二人はくるりと半歩ターンして、角度60°でぺこり。

そして、最後の一発をそろえて放った。


「いってらっしゃい ちゅっ!」「おしあわせ ちゅっ!」


空気にきらりと見えない花びらが舞い、ロビーが一瞬やわらいだ。


反応は、ドミノ倒しみたいに広がった。

独身の女性たちは、両手を口元に当てて、目がハートになった。

「む、無敵……」「かわいさの暴風圧……」

独身の男性たちも、胸のあたりを押さえながら、同じく目がハートになった。

「今の破壊力、反則やろ……」「家、欲しくなる……」


美香は笑いながら、こめかみのあたりを軽く叩いた。

「規定外やけど、きょうは特別。うん、これは仕方ない」

アキラはカメラを構え直し、連写の音をぱしゃぱしゃと重ねた。

「記録は任せろ。のちほどアルバム納品」


光子は二人の肩にそれぞれ手を置いて、小さく頷いた。

「きゅるんの角度、満点」

優子は親指を立てて、結びの合図を出した。

「安全運用、完了。

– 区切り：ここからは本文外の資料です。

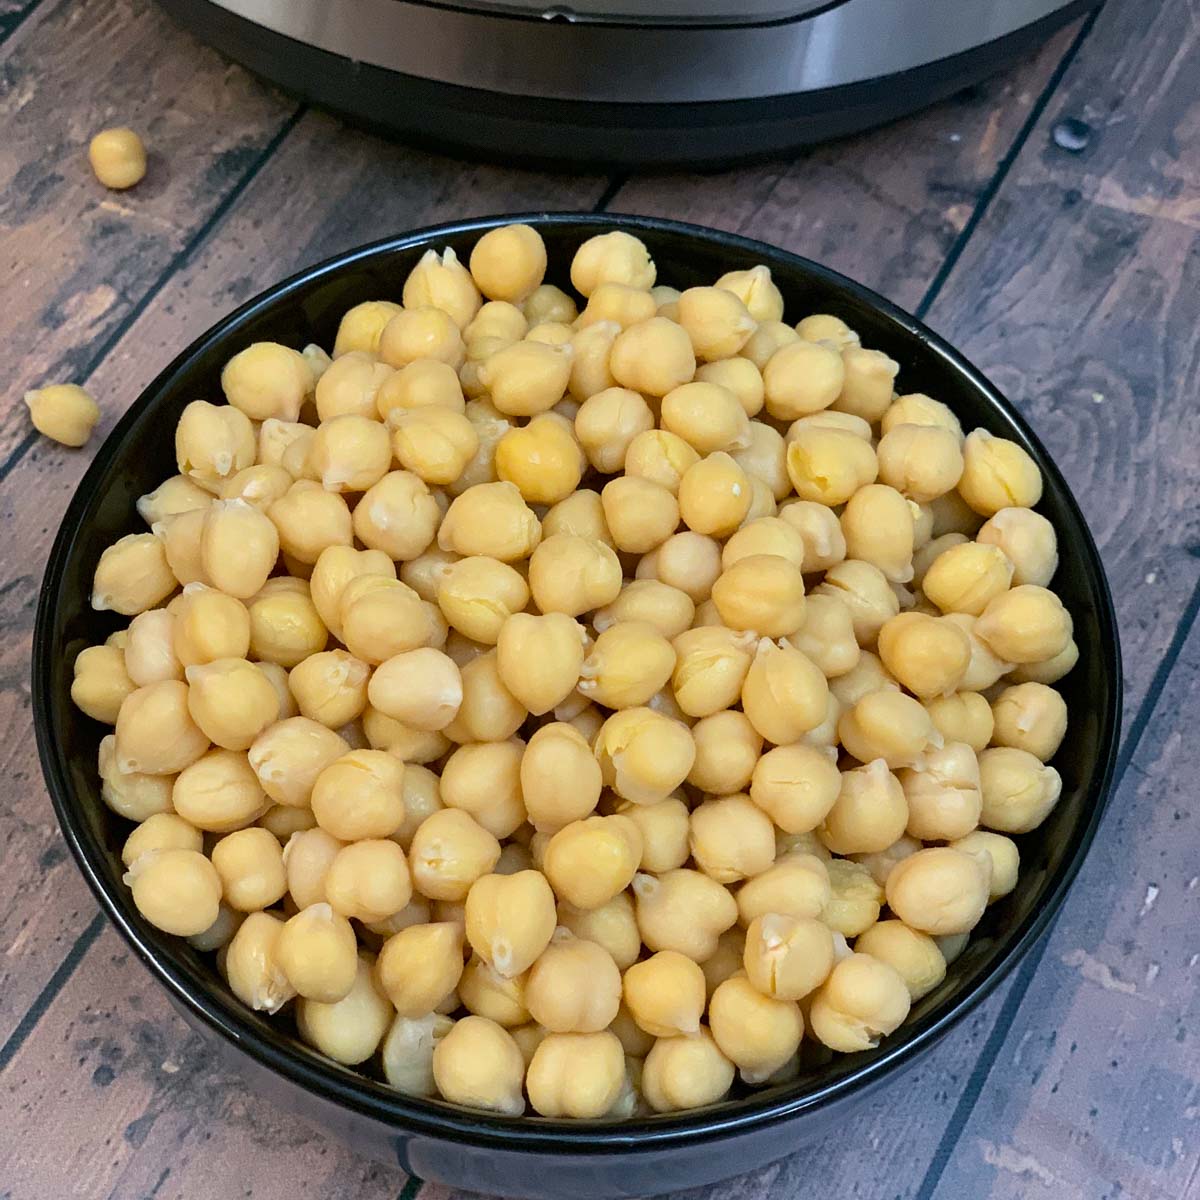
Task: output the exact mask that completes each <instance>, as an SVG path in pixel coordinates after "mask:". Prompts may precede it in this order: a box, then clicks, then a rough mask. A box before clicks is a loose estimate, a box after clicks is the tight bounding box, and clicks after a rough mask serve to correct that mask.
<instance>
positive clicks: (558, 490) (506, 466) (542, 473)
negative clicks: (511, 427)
mask: <svg viewBox="0 0 1200 1200" xmlns="http://www.w3.org/2000/svg"><path fill="white" fill-rule="evenodd" d="M586 466H587V463H586V461H584V457H583V451H582V450H581V449H580V443H578V442H577V440H576V439H575V431H574V428H572V426H571V425H570V424H569V422H568V421H565V420H563V418H560V416H559V415H558V414H557V413H544V414H542V415H541V416H535V418H534V419H533V420H532V421H530V422H529V424H528V425H524V426H522V427H521V428H516V430H510V431H509V432H508V433H505V434H504V437H502V438H500V440H499V442H498V443H497V446H496V473H497V474H498V475H499V478H500V479H503V480H506V481H508V482H510V484H515V485H516V487H517V488H518V490H520V492H521V496H522V497H523V498H524V499H526V502H527V503H529V504H557V503H558V502H559V500H564V499H566V497H568V496H570V494H571V493H572V492H574V491H575V488H576V487H578V486H580V479H581V478H582V476H583V468H584V467H586Z"/></svg>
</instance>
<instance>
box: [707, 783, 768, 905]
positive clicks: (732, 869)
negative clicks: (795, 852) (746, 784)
mask: <svg viewBox="0 0 1200 1200" xmlns="http://www.w3.org/2000/svg"><path fill="white" fill-rule="evenodd" d="M689 845H690V847H691V857H692V859H694V860H695V863H696V865H697V866H698V868H700V870H702V871H703V872H704V874H706V875H709V876H712V877H713V878H714V880H716V881H718V882H719V883H734V882H737V881H738V880H742V878H745V877H746V876H752V875H758V874H760V872H761V871H764V870H767V868H768V866H770V864H772V862H773V860H774V858H775V830H774V827H773V826H772V822H770V817H768V816H767V814H766V812H764V811H763V810H762V809H761V808H758V806H757V805H756V804H754V802H752V800H751V799H750V797H749V796H745V794H736V796H722V797H719V798H715V799H709V800H704V803H703V804H700V805H698V806H697V808H695V809H694V810H692V812H691V830H690V836H689Z"/></svg>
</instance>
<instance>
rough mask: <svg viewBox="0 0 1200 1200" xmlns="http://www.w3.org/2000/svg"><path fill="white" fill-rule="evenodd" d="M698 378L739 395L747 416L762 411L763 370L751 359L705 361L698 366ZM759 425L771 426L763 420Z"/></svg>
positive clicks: (762, 396)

では、しめます」


春介は深呼吸を一回して、はるみに目で合図した。

「はるみ、さいご いくよ」

春海はこくりと頷き、二人で角度60°のお辞儀をそろえた。


「けっこん、おめでとうございました!」

「ずっと ずっと、なかよしで いてください!」


拍手はやわらかく厚く重なり、晩秋のロビーに丸い輪を残した。

独身勢のハート目はしばらく解除されず、

「今日から“角度60°”やろう」「朝“おはよう”、夜“ありがとう”な」という前向きな独り言が、あちこちで可愛くこぼれた。


光子はコサージュを指で押さえ、優子と目を合わせた。

「うちらの出番、任務完了」

「うん。“笑わせ部”、本日も勝利」


最後に、春介と春海が手をぶんぶん振った。

「ばいばーい!」「またねー!」


——フィナーレは、きゅるんとちゅっが織りなす、

無害で最強の祝砲やった。

その余韻は、窓の向こうの夕暮れへ、やさしく連れていかれた。